Plain Thwart: On The Reckoning of Jeanne d’Antietam


Poetry is like belief: you must doubt it in order to experience it most fully. I was betrayed by what I believed early on about poetry: that it was distant and terminally difficult. I had made a grievous error to think that poetry was above the political waste of this country’s historical and literary by-products. I was reading Robert Lowell, Allen Tate, John Crowe Ransom, James Wright and associated poets of Kenyon College, where I had chosen to study in part because of Lowell and Wright’s association with the school. I did not realize what I was doing—reading and writing poetry—was an incredibly dangerous undertaking.

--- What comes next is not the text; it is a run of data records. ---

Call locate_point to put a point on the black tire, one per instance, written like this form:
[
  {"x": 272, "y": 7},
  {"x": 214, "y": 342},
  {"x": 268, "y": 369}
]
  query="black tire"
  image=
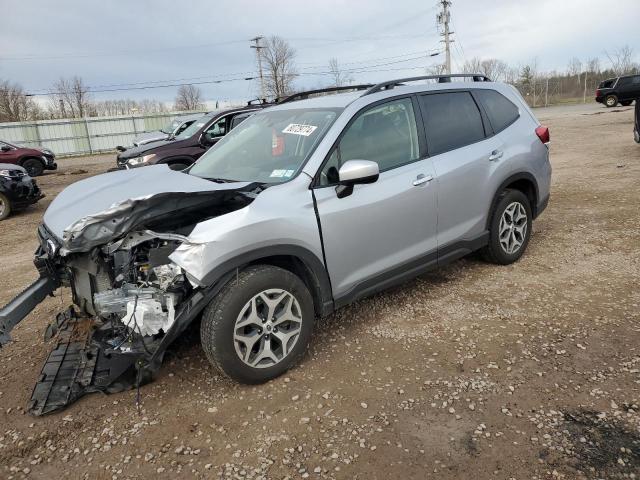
[
  {"x": 33, "y": 166},
  {"x": 5, "y": 207},
  {"x": 494, "y": 251},
  {"x": 610, "y": 101},
  {"x": 219, "y": 320},
  {"x": 178, "y": 166}
]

That was my second grievous error. Four years later when I was studying poetry at the University of Texas I planned to write a book of poems about love and war, specifically the U.S. Civil War. A friend asked me how I would write such a book without writing about slavery. I did not know. The book would not be finished until I could answer that question. I had a new idea years later. I would rewrite Robert Lowell’s first book Lord Weary’s Castle. In Lord Weary’s Castle, Lowell condemns himself, his family, and everyone in the city of Boston, to Hell. I once lived in Boston for a year and a half so Lowell’s book made sense to me. In 2015, I wrote a poem called “Needle” and a poem called “Leviathan,” which were the origin of The Reckoning of Jeanne d’Antietam. I was having a reaction to having been one among what I know were some of the last undergraduates in the country formally trained in New Criticism. If you need know one thing about New Criticism, know that, according to my training and its tradition, the approach I am taking in this essay is not only a moral crime, but a fatal flaw in my character. I am betraying at least two people whom I respect and love more than most people, and I am betraying the literary faith by which I learned to read so many kinds of canonical texts and write poems. I am not unafraid to be writing so, and in prose, of all things.

The poem whose incarnation starts with a spell has an easier time sustaining a fight than taking a loss. I threw away at least a couple books called “The Reckoning of Jeanne d’Antietam” before I could write the fight that is The Reckoning of Jeanne d’Antietam. I wanted to write poems that could eke out a fight against the poetry that had betrayed me.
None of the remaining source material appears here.